Posted by ccbooks in Classroom Books.

My students this year are voracious fiction readers. This surprised me, because usually a good percentage of a class of third graders are much more interested in information–be it sports, weapons or horses–than stories. With the exception of a dedicated fan of aviation and a few history buffs however, this year’s group of students are not particularly interested in the real world. Fortunately, there is a series out there to show them that science and the natural world around us is as surprising and magical as any fantasy story. 

Scientists in the Field is a series of books published by Harcourt that began in 1999 with the  title Once a Wolf. Since then, many more titles have been added to the series (sometimes multiple titles in a year), each profiling a scientist or group that is working to save or understand a particular species of animal or scientific problem. Written by various authors and accompanied by fantastic photographs, these books are about “adventures with a purpose” and show students the ins and outs of what scientists actually do with their time.

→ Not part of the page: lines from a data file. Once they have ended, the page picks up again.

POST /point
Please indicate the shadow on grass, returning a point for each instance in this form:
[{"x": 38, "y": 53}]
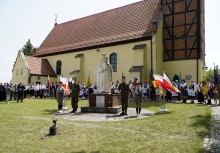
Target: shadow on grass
[
  {"x": 86, "y": 151},
  {"x": 202, "y": 121},
  {"x": 164, "y": 113}
]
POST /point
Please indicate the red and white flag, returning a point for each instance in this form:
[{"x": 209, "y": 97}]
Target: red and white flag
[
  {"x": 167, "y": 84},
  {"x": 134, "y": 80},
  {"x": 48, "y": 81},
  {"x": 64, "y": 82},
  {"x": 158, "y": 80}
]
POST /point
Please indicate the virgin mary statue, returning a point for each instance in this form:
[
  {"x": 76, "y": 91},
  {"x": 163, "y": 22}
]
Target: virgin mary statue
[{"x": 104, "y": 75}]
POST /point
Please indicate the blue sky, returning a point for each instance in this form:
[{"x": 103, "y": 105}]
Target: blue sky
[{"x": 34, "y": 19}]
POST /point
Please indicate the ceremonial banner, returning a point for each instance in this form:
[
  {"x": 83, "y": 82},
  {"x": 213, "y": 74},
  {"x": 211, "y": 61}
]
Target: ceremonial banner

Reading non-fiction aloud is something I’ve always struggled with as a teacher, so I was delighted when my class last year wanted to learn more about seahorses. I read them Project Seahorse by Pamela Turner and it held their attention very well. The photographs, insets and captions break up the long chunks of text and by focusing on the work of a real scientist, the books give you a broader view of the problem rather than just the basic information about the life and habitat of the animal. My students have a much better idea of the complexity involved in saving a species when you also have to consider the lives of the people who depend on catching and selling it for survival. Other books in the series consider similar big ideas. Kakapo Rescue, which I’m reading aloud right now, shows readers that it is possible, if incredibly difficult, to save a species from near-extinction. The Hive Detectives taught me the importance of honeybees to the entire American agriculture industry. The Manatee Scientists shows how scientists in different parts of the world are working in extremely different conditions and with very different levels of support from the government and community, but still persevere in gathering their information and educating the public.

When you’re a kid, particularly a kid living in the city or suburbs, it can be hard to imagine the variety of life that exists in our world and the ways that all species are interconnected. Scientists in the Field helps students understand their world, and so are are great books to both read aloud, and to recommend to students interested in particular animals. If we want our students to learn to be engaged with their world and to care about other species, this is a great tool to help us begin those lessons.